Hezbollah vs. ISIS. vs. Israel
Jonathan Spyer/The Jerusalem Post/December 12, 2016'
http://www.meforum.org/6418/hezbollah-vs-isis-vs-israel
Some of the world's deadlies non-state military forces are deployed close to Israel's border with Syria.
Two incidents in recent weeks showcase the complexity of the challenges facing Israel on its northern front.
In the first, an air strike killed four members of the Islamic State-affiliated Khalid Ibn al-Walid Army after a patrol of the Golani reconnaissance unit in the southern Golan Heights was targeted by the organization.
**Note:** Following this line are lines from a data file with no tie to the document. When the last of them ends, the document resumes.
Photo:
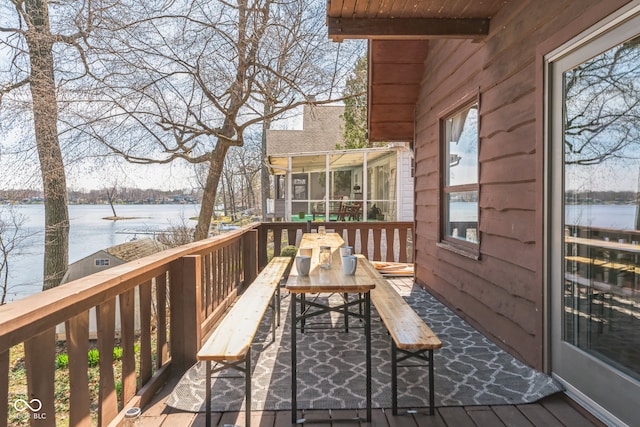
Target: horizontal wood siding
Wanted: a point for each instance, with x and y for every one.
(502, 292)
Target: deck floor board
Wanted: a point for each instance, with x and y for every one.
(553, 411)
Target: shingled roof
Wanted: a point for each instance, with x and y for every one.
(136, 249)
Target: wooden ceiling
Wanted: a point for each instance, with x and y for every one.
(399, 31)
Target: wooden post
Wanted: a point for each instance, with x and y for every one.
(186, 311)
(262, 245)
(40, 354)
(250, 256)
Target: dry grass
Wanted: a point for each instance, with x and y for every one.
(62, 391)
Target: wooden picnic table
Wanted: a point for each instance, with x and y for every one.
(330, 280)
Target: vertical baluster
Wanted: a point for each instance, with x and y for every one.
(236, 262)
(351, 237)
(364, 241)
(207, 302)
(219, 282)
(127, 331)
(227, 270)
(389, 232)
(40, 363)
(402, 239)
(77, 331)
(108, 402)
(292, 234)
(4, 386)
(277, 241)
(377, 241)
(145, 332)
(161, 327)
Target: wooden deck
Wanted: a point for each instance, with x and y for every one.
(553, 411)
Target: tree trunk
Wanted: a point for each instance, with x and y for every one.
(265, 184)
(210, 190)
(45, 114)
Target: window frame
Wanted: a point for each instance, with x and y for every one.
(463, 247)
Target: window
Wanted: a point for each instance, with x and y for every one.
(460, 186)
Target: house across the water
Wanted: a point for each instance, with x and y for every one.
(315, 181)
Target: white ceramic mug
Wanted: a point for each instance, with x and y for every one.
(349, 264)
(303, 265)
(325, 257)
(346, 250)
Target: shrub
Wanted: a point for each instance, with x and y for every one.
(117, 353)
(94, 357)
(62, 361)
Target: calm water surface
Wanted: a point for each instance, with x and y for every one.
(88, 233)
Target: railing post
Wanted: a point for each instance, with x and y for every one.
(185, 296)
(40, 354)
(250, 256)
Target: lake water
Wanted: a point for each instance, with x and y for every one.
(88, 234)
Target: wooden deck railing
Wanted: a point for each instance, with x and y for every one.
(177, 294)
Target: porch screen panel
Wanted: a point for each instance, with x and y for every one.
(601, 129)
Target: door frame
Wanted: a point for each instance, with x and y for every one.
(597, 390)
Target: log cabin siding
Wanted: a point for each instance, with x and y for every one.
(501, 293)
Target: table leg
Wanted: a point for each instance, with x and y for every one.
(367, 332)
(346, 312)
(294, 362)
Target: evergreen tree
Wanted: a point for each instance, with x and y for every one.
(354, 132)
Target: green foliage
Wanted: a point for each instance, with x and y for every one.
(354, 132)
(62, 361)
(289, 251)
(94, 357)
(117, 353)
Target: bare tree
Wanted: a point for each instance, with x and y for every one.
(12, 234)
(192, 79)
(28, 39)
(603, 107)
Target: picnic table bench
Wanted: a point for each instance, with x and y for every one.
(411, 338)
(229, 346)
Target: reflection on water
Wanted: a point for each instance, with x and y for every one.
(88, 233)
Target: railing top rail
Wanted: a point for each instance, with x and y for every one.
(34, 314)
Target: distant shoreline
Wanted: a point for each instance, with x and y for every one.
(118, 218)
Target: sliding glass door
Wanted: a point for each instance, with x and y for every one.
(595, 220)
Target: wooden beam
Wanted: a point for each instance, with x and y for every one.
(390, 28)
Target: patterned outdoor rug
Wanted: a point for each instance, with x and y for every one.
(469, 369)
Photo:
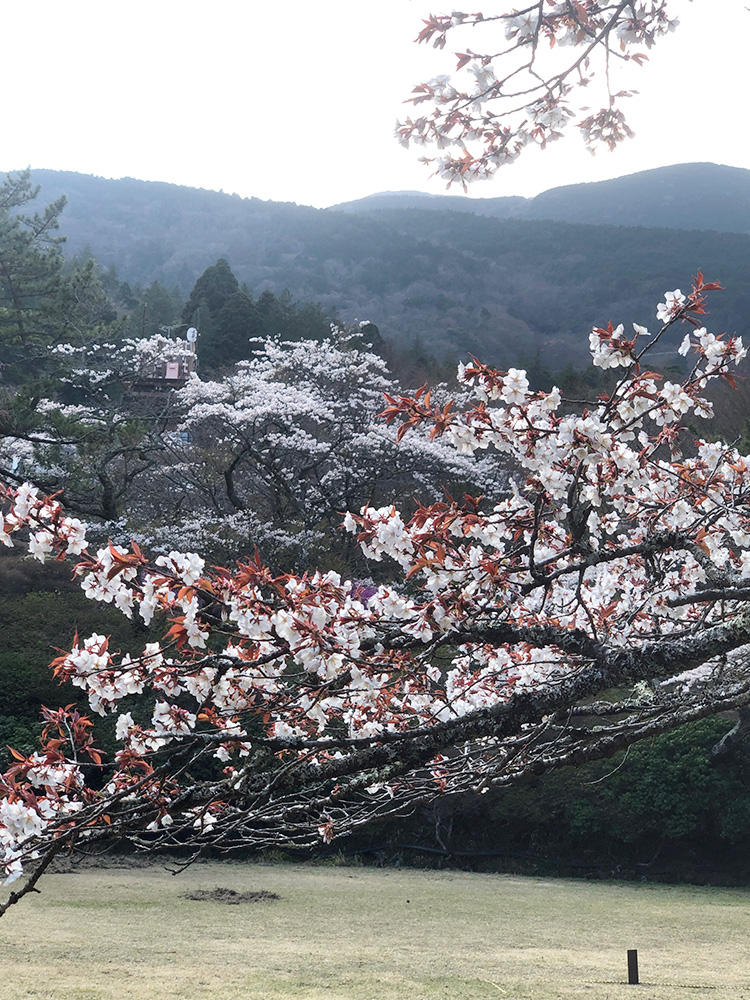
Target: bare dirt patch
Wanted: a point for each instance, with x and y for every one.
(230, 896)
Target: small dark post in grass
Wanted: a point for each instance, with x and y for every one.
(632, 967)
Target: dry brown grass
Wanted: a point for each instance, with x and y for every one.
(364, 934)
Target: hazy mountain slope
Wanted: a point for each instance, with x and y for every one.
(686, 196)
(454, 281)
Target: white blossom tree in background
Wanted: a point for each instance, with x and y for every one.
(272, 454)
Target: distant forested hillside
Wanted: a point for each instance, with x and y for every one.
(685, 196)
(447, 282)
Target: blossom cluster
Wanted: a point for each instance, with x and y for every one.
(505, 97)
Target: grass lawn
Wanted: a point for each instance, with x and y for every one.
(368, 934)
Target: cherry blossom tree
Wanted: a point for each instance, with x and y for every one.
(527, 77)
(271, 454)
(601, 598)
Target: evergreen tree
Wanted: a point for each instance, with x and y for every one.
(30, 273)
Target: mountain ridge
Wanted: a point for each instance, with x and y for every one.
(446, 283)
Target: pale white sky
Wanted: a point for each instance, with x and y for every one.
(296, 101)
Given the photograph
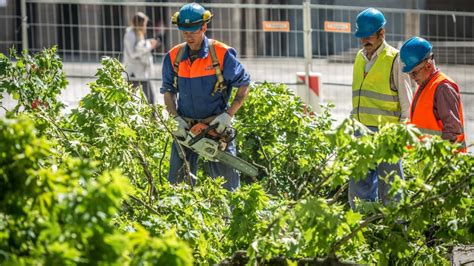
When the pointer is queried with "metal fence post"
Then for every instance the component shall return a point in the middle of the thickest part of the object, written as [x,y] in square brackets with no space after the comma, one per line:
[24,26]
[308,51]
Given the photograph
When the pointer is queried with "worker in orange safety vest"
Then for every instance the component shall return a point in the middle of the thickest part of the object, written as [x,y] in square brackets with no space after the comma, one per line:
[436,108]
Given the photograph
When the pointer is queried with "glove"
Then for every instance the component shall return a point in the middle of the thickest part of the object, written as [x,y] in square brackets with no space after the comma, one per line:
[181,128]
[223,120]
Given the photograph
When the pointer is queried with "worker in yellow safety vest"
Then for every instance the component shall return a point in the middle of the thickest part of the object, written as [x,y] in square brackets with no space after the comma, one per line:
[381,94]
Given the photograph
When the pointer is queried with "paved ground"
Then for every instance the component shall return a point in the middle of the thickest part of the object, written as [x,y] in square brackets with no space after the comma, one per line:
[336,79]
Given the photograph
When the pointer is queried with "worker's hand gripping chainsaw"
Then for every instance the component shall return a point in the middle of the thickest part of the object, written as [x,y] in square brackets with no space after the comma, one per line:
[205,141]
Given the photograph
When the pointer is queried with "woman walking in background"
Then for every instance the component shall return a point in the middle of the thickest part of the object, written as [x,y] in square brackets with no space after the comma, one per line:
[137,56]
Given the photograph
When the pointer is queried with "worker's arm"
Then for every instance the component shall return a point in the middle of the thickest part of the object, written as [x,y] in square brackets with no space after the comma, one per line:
[446,108]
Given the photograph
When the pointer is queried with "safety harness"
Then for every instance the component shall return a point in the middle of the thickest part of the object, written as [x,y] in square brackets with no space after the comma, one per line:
[219,86]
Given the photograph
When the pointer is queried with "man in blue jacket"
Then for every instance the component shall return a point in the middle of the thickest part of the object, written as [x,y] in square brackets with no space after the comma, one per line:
[198,77]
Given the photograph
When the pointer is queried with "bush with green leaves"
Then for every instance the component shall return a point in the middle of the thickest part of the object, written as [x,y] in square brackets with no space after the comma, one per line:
[91,183]
[60,212]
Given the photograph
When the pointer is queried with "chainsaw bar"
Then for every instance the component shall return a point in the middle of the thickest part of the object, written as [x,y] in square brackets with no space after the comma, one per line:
[236,163]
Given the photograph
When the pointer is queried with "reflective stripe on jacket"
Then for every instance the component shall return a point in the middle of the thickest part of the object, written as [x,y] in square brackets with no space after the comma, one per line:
[372,96]
[196,80]
[422,114]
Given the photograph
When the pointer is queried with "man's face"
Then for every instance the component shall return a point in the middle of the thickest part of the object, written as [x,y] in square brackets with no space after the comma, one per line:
[194,38]
[371,43]
[421,72]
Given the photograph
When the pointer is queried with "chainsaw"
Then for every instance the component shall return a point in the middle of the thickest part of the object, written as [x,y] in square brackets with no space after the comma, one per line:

Israeli aircraft then targeted a facility used by the group in the Wadi Sirhan area.
In the second incident, according to regional media reports, Israeli aircraft operating from Lebanese airspace fired Popeye missiles at targets in the Sabboura area, 8 km. northwest of Damascus.
There were no casualties, according to SANA, the official Syrian news agency.
London-based Arabic newspaper Rai al-Youm reported that the Israeli strike was targeting a Hezbollah-bound weapons convoy. The paper also reported that Israeli aircraft carried out a second strike on a facility of Syria's 4th Armored Division, near Damascus.
Israel neither confirmed nor denied the second incident. But on a number of occasions over the last four years of war in Syria, Israel has used its ability to operate in the skies over Syria to prevent weapons transfers to Hezbollah in Lebanon from the Syrian regime. It is possible that this incident was the latest act in this effort.
A brutal Khalid Ibn al-Walid Army execution earlier this year.
These two events are of tactical importance only. Neither is likely at this stage to lead to broader engagements, but they reflect a reality in which some of the world's most powerful non-state military organizations are deployed close to Israel's border with Syria, making war against one another while planning and organizing for a future war against the Jewish state.
The Khalid Ibn al-Walid Army is a franchise of the Islamic State. It was formed from the merger of two Salafi organizations operating in southern Syria – the Shuhada al-Yarmuk group and the Muthanna organization. The group controls an area of the border east of the Golan Heights, from south of the town of Tasil, down to Syria's border with Jordan.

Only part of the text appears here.